Former health minister Annette King is standing by her decision to appoint Peter Hausmann to Hawke’s Bay District Health Board, and says she was not advised against doing so.
That is a peculiar thing to say when it is later reported:
Former board chairman Kevin Atkinson, who was sacked with the rest of the board last week, told The Dominion Post he advised Ms King on two occasions – in person and over the phone – to delay the appointment of Mr Hausmann till the tender process was completed.
An internal ministry e-mail from a senior analyst to the ministry’s DHB governance manager, Bruce Anderson, dated August 28, 2005, and obtained under the Official Information Act, identifies the ministry’s concerns.
The ministry advised that Mr Hausmann’s position on the board, even if he did not take part in discussions about the contract, would not address the public’s perception of fairness and might deter other companies from bidding for the tender.
King goes on to say:
Ms King said Mr Hausmann was appointed with the expectation that his conflicts of interests would be managed.
“Most potential board members do have potential conflicts of interest,” she said.
“That is not the issue. It is how they are managed and the disclosure of them.
“If handled at a governance level appropriately, these are not a problem.”
The issue of conflicts of interests is a vital one for DHBs. If they do not manage them well, then you can end up with what happened in Auckland with a massive laboratory testing contract cancelled by the High Court. So this is not a minor issue.
But Annette misses the major point. Yes many DHB members have conflicts of interests – but these are generally the result of DHB elections. Voters tend to vote for anyone with Dr in front of their name. The whole point of the Ministerial appointees is to balance the Board up with people not conflicted. And sure some Ministerial appointees may have minor conflicts but this was the largest possible conflict one could have – heading up a company which would tender for a $50 million contract.

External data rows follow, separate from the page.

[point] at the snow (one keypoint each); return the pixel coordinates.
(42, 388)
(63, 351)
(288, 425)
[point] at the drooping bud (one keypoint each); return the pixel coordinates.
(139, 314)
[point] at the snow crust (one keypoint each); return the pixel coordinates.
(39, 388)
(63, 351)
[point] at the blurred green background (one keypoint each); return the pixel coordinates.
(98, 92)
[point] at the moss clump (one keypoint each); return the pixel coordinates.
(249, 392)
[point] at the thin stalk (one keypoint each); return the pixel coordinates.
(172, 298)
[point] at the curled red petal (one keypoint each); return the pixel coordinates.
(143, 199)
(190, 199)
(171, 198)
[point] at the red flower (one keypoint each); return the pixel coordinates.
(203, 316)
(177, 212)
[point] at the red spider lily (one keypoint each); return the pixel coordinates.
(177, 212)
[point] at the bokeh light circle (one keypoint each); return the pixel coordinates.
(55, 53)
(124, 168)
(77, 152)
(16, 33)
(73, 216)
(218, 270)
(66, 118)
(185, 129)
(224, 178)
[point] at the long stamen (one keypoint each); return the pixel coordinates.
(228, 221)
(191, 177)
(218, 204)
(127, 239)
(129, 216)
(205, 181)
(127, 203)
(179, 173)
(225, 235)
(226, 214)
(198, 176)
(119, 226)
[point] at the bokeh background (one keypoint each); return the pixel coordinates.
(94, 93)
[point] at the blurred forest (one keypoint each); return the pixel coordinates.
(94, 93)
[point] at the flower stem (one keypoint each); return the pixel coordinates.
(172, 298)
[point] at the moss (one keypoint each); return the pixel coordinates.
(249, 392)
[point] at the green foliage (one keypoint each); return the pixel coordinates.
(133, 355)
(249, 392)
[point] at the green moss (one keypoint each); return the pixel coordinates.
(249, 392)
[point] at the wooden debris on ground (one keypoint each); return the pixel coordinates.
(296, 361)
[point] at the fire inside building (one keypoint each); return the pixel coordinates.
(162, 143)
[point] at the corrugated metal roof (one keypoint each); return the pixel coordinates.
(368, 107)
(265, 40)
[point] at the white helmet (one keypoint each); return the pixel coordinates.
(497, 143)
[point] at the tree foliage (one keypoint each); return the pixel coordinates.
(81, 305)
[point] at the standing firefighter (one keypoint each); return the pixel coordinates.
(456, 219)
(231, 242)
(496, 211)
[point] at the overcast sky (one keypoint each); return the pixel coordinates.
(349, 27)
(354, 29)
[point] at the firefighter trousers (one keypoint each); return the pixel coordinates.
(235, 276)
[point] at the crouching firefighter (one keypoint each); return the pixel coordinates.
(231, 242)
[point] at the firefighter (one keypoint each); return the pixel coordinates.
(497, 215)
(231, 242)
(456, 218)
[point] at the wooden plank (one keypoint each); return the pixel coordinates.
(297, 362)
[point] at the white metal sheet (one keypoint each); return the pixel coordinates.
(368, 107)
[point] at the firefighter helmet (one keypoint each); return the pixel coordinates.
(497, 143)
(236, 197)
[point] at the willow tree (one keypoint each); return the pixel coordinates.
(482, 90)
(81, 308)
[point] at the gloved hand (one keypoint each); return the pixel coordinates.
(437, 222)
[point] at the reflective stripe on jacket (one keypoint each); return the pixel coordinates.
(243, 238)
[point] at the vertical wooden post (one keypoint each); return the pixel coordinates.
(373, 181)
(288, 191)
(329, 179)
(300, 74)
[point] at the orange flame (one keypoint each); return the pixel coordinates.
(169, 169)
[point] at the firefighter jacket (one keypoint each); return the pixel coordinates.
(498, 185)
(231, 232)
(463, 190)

Managing such a conflict is always going to be very very tough, even if everyone behaved perfectly (and there seems to be some evidence they did not). You see it is not just about having the DHB select the best company for the contract, but being able to manage that contract afterwards. If the contractor doesn’t perform as well as expected, it is a awful situation to manage if the contractor’s CEO sits on your own board.

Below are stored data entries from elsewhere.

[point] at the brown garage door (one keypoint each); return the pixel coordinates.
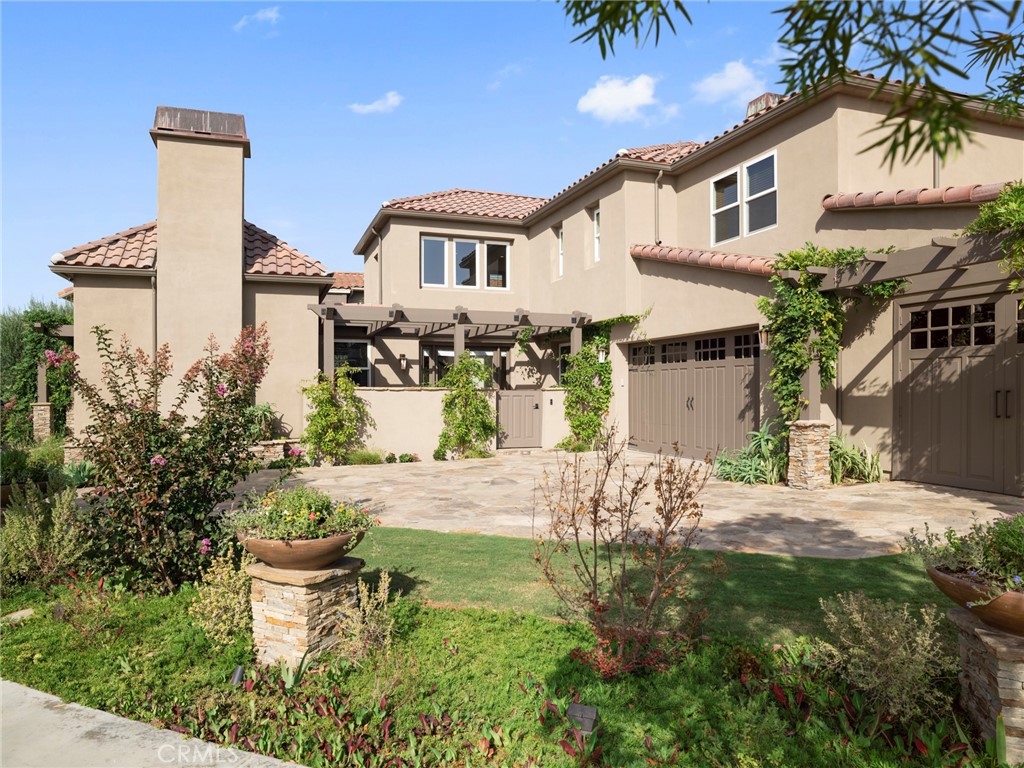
(961, 373)
(700, 392)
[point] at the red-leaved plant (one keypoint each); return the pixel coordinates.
(617, 549)
(162, 465)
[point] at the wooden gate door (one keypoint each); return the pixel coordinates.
(518, 418)
(961, 372)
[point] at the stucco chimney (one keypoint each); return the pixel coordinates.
(200, 209)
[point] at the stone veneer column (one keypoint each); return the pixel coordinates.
(295, 611)
(992, 679)
(42, 421)
(809, 455)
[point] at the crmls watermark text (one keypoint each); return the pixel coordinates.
(193, 754)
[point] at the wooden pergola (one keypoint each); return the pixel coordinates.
(460, 323)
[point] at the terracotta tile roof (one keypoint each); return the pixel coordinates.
(267, 254)
(963, 195)
(714, 259)
(659, 153)
(347, 280)
(131, 249)
(469, 203)
(136, 249)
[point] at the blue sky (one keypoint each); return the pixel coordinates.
(346, 104)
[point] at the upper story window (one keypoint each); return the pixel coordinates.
(467, 263)
(433, 262)
(744, 200)
(459, 262)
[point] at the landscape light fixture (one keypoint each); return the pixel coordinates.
(584, 717)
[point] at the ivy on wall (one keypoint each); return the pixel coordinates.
(588, 383)
(803, 322)
(1005, 217)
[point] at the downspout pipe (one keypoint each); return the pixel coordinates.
(657, 218)
(380, 265)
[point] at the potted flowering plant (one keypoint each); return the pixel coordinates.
(300, 528)
(982, 570)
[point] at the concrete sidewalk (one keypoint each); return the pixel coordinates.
(38, 730)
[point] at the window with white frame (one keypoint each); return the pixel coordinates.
(467, 263)
(744, 200)
(461, 262)
(498, 264)
(760, 195)
(433, 261)
(356, 354)
(561, 251)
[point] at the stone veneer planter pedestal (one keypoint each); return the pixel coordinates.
(295, 611)
(809, 455)
(992, 679)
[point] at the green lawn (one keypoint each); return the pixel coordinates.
(763, 597)
(452, 691)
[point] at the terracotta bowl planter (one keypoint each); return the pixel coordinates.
(1005, 612)
(302, 554)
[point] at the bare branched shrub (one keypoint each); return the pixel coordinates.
(368, 628)
(617, 551)
(898, 660)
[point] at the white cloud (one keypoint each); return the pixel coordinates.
(734, 83)
(265, 15)
(620, 99)
(504, 74)
(388, 102)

I don’t subscribe any evil ulterior motives to Annette King in her appointment of Hausmann. I just can’t understand why she would have done it. The Board Chair was advising against it (and it is very very rare to appoint a Director against the wishes of a Chair), the Ministry of Health raised issues about it, and she knew he was going to be tendering for a major contract. Why create all these problems which could have been avoided by simply not appointing Hausmann or appointing him to another DHB where he wouldn’t have been conflicted?
Let me put it another way. If Annette King had not insisted on appointing Hausmann, does anyone think the DHB would have ended up sacked as has now happened?
This is not to say Hausmann himself is to blame (I do await the reports with interest though), for he was placed in a position by King where fallout like this was almost inevitable.
UPDATE: Tony Ryall has read in the House from some explosive e-mails, and has also alleged they were not given to the inquiry but recovered by forensic experts in London. I’ll blog the Hansard when it is available.